NONLINEAR SYSTEM IDENTIFICATION

(7+2 SKILL)9

Modeling of nonlinear systems using ANN- NARX & NARMAX - Training Feed-forward and Recurrent Neural Networks – TSK model – Adaptive Neuro-Fuzzy Inference System (ANFIS) - Introduction to Support Vector Regression.

TOTAL: 45 PERIODS

OUTCOMES:
CO1 Ability to design and implement state estimation schemes. L5
CO2 Ability to develop various models (Linear & Nonlinear) from the experimental data. L5
CO3 Be able to choose a suitable model and parameter estimation algorithm for the identification of systems. L3
CO4 Be able to illustrate verification and validation of identified model. L3
CO5 Ability to develop the model for prediction and simulation purposes using suitable control schemes.
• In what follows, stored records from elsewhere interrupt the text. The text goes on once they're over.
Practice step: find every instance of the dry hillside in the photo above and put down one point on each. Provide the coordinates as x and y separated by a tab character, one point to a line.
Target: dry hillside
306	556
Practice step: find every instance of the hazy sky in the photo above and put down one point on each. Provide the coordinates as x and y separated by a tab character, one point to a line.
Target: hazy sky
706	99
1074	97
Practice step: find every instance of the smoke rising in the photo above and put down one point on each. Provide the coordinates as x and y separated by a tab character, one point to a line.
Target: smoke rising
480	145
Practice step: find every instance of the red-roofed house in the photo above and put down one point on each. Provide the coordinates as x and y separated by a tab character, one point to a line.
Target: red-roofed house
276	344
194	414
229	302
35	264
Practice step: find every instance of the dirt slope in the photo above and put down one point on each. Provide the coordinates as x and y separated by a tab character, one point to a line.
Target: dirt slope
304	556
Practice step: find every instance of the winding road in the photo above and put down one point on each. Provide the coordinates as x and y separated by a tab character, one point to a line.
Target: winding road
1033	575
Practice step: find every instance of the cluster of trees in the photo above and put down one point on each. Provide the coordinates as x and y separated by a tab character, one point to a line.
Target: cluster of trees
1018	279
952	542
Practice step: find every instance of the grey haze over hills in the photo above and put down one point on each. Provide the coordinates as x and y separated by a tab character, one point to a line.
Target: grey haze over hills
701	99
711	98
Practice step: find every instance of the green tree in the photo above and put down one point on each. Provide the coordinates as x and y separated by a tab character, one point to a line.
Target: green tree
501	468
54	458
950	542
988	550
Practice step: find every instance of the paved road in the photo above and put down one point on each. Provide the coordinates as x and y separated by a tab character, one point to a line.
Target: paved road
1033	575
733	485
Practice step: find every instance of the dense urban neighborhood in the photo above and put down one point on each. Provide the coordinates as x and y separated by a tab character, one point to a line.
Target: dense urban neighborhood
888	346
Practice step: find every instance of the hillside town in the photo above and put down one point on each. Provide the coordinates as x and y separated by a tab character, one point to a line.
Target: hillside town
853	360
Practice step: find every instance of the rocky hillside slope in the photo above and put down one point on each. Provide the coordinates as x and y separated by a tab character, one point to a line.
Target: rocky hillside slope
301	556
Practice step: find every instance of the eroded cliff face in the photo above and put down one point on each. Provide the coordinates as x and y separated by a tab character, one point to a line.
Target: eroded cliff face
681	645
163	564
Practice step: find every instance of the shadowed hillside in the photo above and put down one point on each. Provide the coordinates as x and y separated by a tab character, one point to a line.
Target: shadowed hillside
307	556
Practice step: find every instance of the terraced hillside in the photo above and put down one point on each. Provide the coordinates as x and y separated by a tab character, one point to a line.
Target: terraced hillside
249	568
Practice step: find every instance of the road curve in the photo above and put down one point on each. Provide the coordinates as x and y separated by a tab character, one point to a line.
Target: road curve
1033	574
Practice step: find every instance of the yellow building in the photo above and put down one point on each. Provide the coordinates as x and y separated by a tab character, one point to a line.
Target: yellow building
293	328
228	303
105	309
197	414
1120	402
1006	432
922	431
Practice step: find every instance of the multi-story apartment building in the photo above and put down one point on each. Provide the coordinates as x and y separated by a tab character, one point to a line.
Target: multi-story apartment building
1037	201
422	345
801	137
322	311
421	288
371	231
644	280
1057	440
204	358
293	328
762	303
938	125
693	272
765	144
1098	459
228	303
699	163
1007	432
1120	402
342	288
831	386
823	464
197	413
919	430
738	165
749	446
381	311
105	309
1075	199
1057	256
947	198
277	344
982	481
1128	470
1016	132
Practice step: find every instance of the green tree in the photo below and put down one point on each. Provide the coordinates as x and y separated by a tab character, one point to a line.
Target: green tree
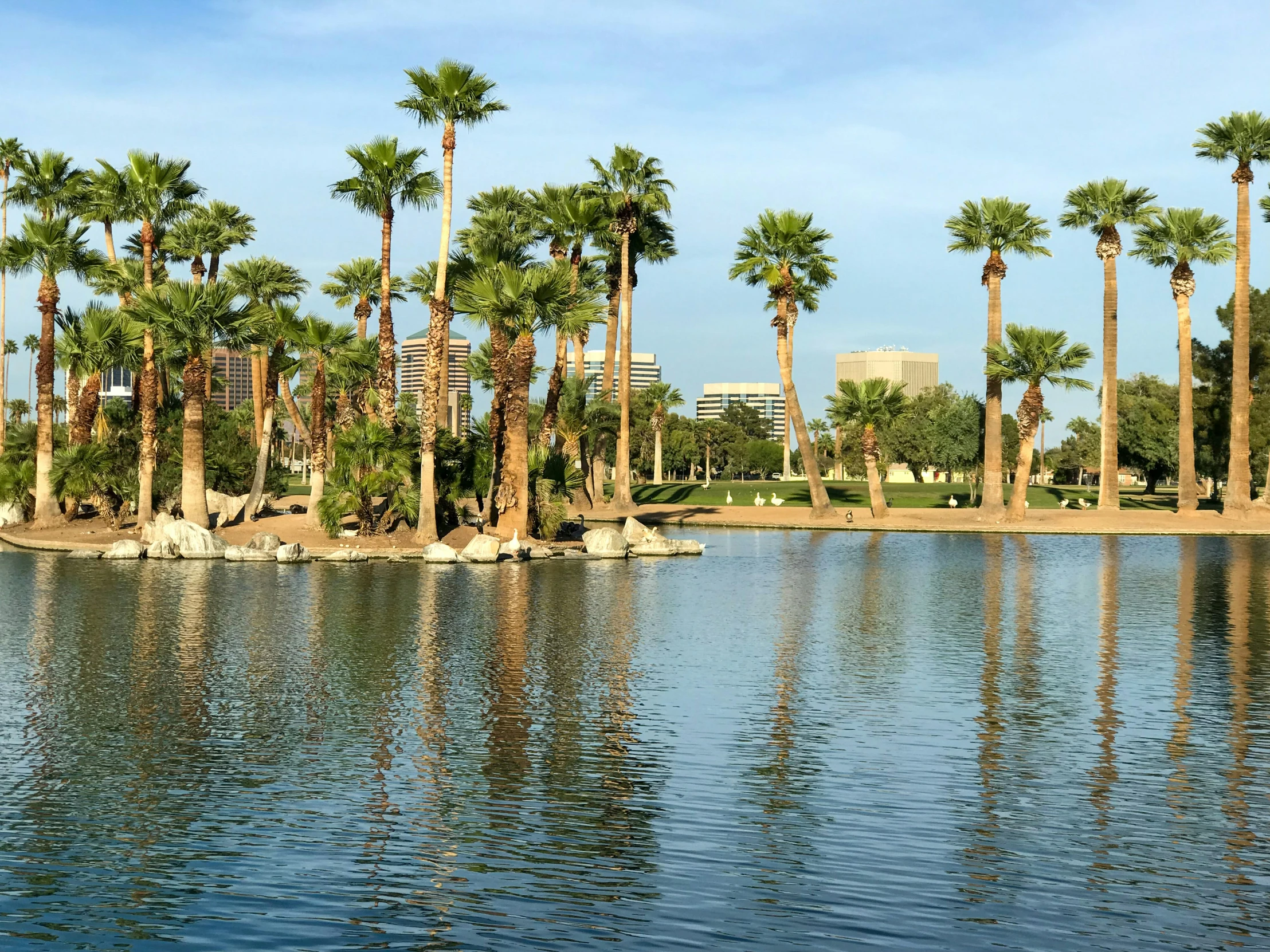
386	178
996	226
1034	356
1100	207
784	253
1244	137
1149	427
1174	239
49	248
873	404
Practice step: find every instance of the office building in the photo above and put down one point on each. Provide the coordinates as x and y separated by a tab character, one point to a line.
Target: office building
234	371
644	369
414	352
919	371
765	398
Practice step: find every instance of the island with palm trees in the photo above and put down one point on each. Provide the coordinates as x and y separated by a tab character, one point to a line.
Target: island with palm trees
381	471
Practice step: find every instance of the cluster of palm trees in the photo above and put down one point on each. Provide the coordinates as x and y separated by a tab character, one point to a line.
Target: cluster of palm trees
1163	238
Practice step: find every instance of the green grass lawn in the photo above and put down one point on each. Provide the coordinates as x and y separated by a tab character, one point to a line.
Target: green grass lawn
902	495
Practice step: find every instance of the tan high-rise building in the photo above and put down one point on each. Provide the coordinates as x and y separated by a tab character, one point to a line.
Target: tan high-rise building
918	371
414	351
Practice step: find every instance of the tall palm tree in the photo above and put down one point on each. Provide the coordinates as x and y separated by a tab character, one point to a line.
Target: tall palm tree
451	96
632	187
267	284
1174	239
10	150
1034	356
663	398
159	192
50	248
319	342
873	403
360	281
521	302
996	226
783	251
191	319
386	175
1244	137
1100	207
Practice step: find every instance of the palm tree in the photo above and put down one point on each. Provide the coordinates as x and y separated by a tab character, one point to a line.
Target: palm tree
520	302
360	281
663	398
996	226
319	342
48	247
10	151
873	403
31	344
784	253
1100	207
1174	239
632	187
386	175
158	195
1244	137
451	96
191	319
1034	356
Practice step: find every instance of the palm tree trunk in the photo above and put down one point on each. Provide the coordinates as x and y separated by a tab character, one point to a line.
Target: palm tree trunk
85	410
821	506
386	379
426	533
1109	489
553	406
1188	498
1240	475
46	503
994	498
318	447
294	409
514	489
1030	409
877	501
657	456
622	501
193	470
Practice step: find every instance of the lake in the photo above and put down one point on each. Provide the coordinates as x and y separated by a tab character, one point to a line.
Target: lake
798	741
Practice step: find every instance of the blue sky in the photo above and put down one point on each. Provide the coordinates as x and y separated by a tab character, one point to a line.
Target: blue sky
879	119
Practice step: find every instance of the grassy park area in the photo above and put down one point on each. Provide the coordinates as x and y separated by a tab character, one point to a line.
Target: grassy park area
902	495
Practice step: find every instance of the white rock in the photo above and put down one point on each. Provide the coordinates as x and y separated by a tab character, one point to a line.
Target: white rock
295	553
12	514
125	549
265	542
153	531
481	549
440	553
605	544
244	554
193	541
163	549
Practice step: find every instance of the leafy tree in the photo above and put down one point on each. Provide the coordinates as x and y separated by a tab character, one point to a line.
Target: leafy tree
996	226
1100	207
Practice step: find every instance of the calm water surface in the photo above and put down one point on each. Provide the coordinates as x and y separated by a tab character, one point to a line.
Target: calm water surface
798	741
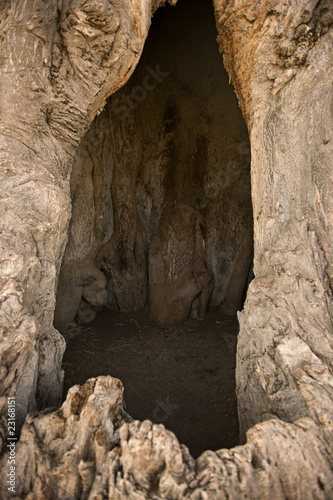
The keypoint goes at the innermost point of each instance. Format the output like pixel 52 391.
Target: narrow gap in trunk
pixel 160 242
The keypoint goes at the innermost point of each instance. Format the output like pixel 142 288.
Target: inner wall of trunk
pixel 162 214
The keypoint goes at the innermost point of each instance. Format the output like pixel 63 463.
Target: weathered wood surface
pixel 59 62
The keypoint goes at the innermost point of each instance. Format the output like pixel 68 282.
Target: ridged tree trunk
pixel 60 61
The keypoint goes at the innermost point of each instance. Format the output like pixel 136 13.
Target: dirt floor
pixel 182 376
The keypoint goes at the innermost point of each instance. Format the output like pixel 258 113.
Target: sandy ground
pixel 182 376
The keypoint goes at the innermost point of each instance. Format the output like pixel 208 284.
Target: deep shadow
pixel 182 376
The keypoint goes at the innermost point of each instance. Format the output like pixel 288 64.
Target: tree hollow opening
pixel 162 227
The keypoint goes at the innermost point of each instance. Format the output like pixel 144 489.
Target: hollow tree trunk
pixel 58 67
pixel 280 59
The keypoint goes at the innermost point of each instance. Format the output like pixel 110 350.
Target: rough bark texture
pixel 279 56
pixel 161 186
pixel 59 63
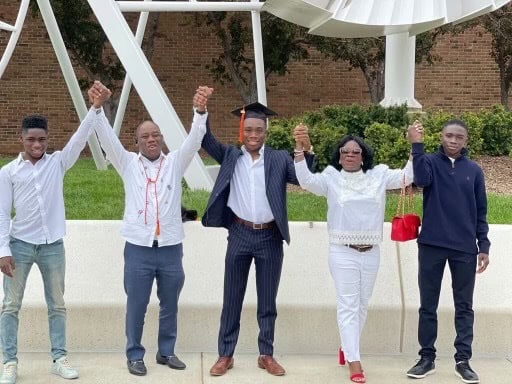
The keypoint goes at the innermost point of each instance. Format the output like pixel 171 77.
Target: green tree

L5

TEXT BOOKS:
1. Lennart Ljung, “System Identification: Theory for the user”, 2nd Edition, Prentice Hall, 1999.
2. Dan Simon, “Optimal State Estimation Kalman, H-infinity and Non-linear Approaches”, John Wiley and Sons, 2006,
3. Tangirala, A.K., “Principles of System Identification: Theory and Practice”, CRC Press, 2014, 1st Edition.

REFERENCES:
1. Cortes, C., and Vapnik, V., “Support-Vector Networks, Machine Learning”, 1995, 1st Edition.
2. Miller, W.T., Sutton, R.S., and Webrose, P.J., “Neural Networks for Control”, MIT Press, 1996, 1st Edition.
3. Van der Heijden, F., Duin, R.P.W., De Ridder, D., and Tax, D.M.J., “Classification, Parameter Estimation and State Estimation”, An Engineering Approach Using MATLAB, John Wiley & Sons Ltd., 2017, 2nd Edition.
4. Karel J. Keesman, “System Identification an Introduction”, Springer, 2011, 1st Edition.
5. Tao Liu and Furong Gao, “Industrial Process Identification and control design, Step-test and relay-experiment-based methods”, Springer- Verlag London Ltd., 2012, 1st Edition.